Barış Kısır

Advanced Web Scraping: Parsing HTML with HtmlAgilityPack

01 May 2017

The Art of Programmatic Web Extraction

In an era where data is the primary currency, the ability to programmatically extract information from web resources is a vital skill. When a target platform lacks a structured API, developers must resort to DOM (Document Object Model) parsing—commonly known as web scraping—to isolate and retrieve specific data points.

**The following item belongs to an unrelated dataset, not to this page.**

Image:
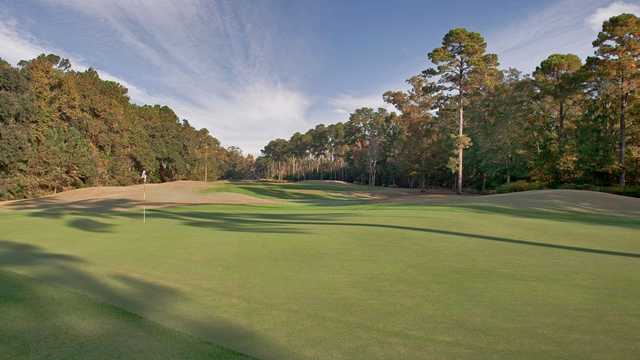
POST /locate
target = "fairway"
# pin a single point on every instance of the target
(321, 270)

Introducing HtmlAgilityPack

HtmlAgilityPack (HAP) is the industry-standard library for .NET developers. Unlike standard XML parsers, HAP is designed to handle “real-world” HTML, which is often malformed or follows non-standard conventions. It provides an intuitive API that supports both XPath and LINQ selectors.

Installation via NuGet

Install-Package HtmlAgilityPack

Implementation Strategy: Scraping a Live Broadcast Schedule

Let’s demonstrate how to scrape a television broadcast schedule (e.g., NTV) to extract program titles and their respective airtimes.

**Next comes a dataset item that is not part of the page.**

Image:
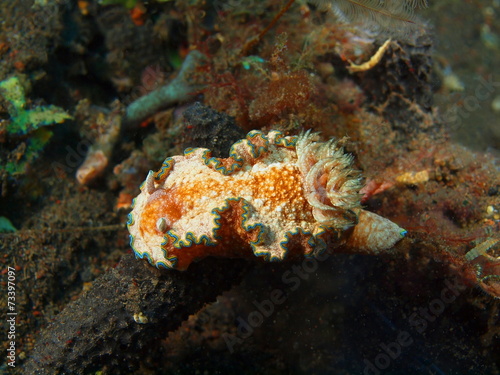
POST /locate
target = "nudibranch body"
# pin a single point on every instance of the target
(275, 197)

Step 1: Establishing the Object Model

We start by defining a hierarchical POCO structure to represent the channel and its discrete television programs.

public class TVChannel
{
    public string Name { get; set; }
    public List<BroadcastProgram> Schedule { get; set; } = new List<BroadcastProgram>();
}

public class BroadcastProgram
{
    public string Title { get; set; }
    public string AirTime { get; set; }
}

Step 2: Orchestrating the Extraction Logic

The following implementation utilizes HtmlDocument to load raw HTML and applies LINQ-based filtering to navigate the DOM tree efficiently.

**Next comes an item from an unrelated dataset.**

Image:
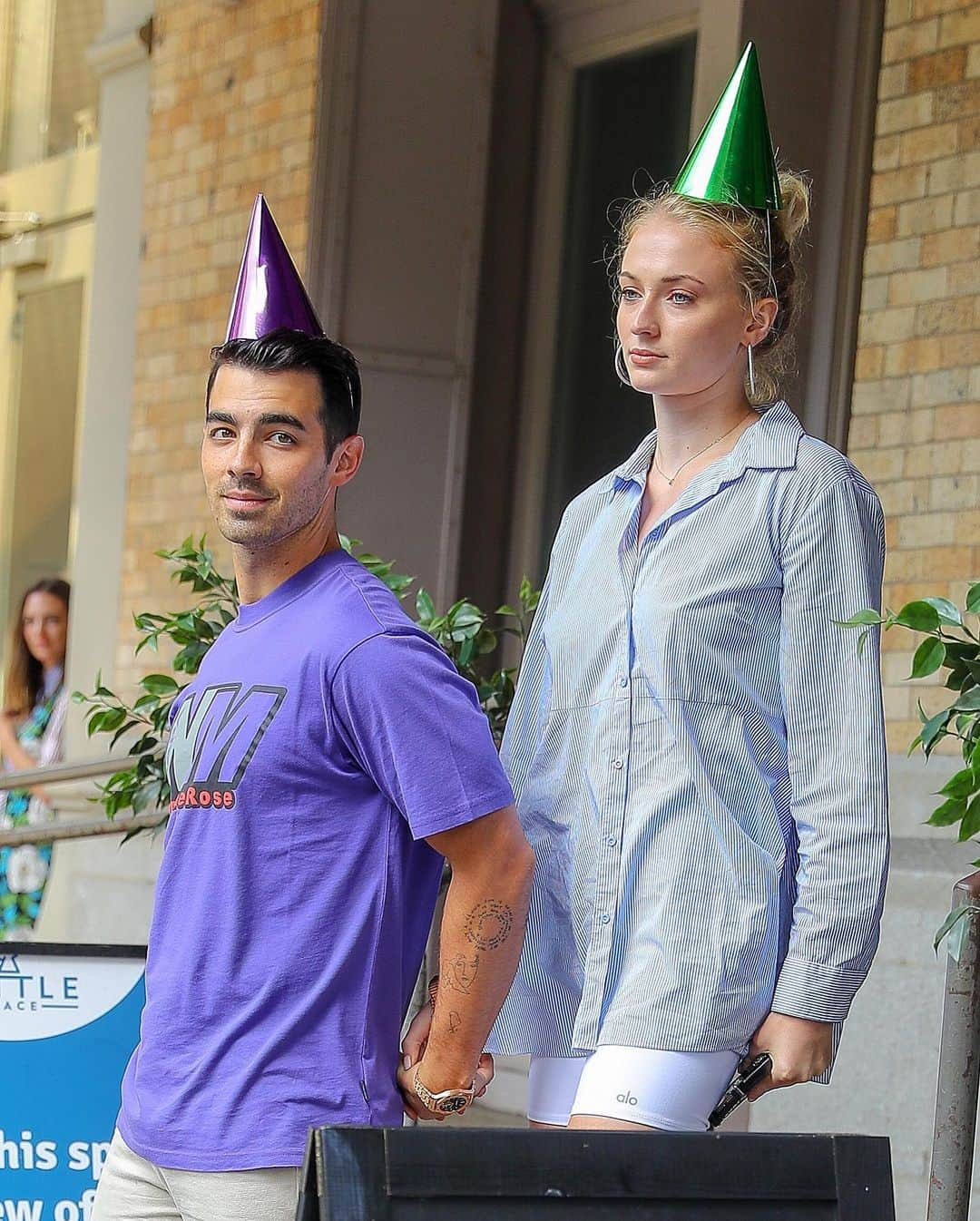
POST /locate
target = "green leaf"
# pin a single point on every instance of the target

public TVChannel ExtractBroadcastSchedule(string endpointUrl)
{
    using (var webClient = new WebClient { Encoding = Encoding.UTF8 })
    {
        string rawHtml = webClient.DownloadString(endpointUrl);
        var document = new HtmlDocument();
        document.LoadHtml(rawHtml);

        // Target the specific unordered list (ul) containing the schedule
        var programNodes = document.DocumentNode.Descendants("ul")
            .FirstOrDefault(n => n.HasAttributes && n.Attributes["class"]?.Value == "programmes")
            ?.SelectNodes("li");

        var channel = new TVChannel { Name = "NTV" };

        if (programNodes != null)
        {
            foreach (var node in programNodes)
            {
                // Utilize XPath via SelectSingleNode for precise element targeting
                var anchor = node.SelectSingleNode("a");
                if (anchor == null) continue;

                channel.Schedule.Add(new BroadcastProgram
                {
                    AirTime = anchor.Descendants("span").FirstOrDefault(s => s.Attributes["class"]?.Value == "tv-hour")?.InnerText,
                    Title = anchor.Descendants("span").FirstOrDefault(s => s.Attributes["class"]?.Value == "programmeTitle")?.InnerText.Trim()
                });
            }
        }

        return channel;
    }
}

Strategic Best Practices

  1. Resilience: Web structures are volatile. Always implement defensive coding (null checks) and error handling to manage unexpected DOM changes.
  2. Performance: For large-scale scraping tasks, consider using HttpClient for asynchronous loading and HtmlWeb for a more integrated HAP experience.
  3. Ethics and compliance: Always respect a website’s robots.txt and terms of service before initiating automated scraping activities.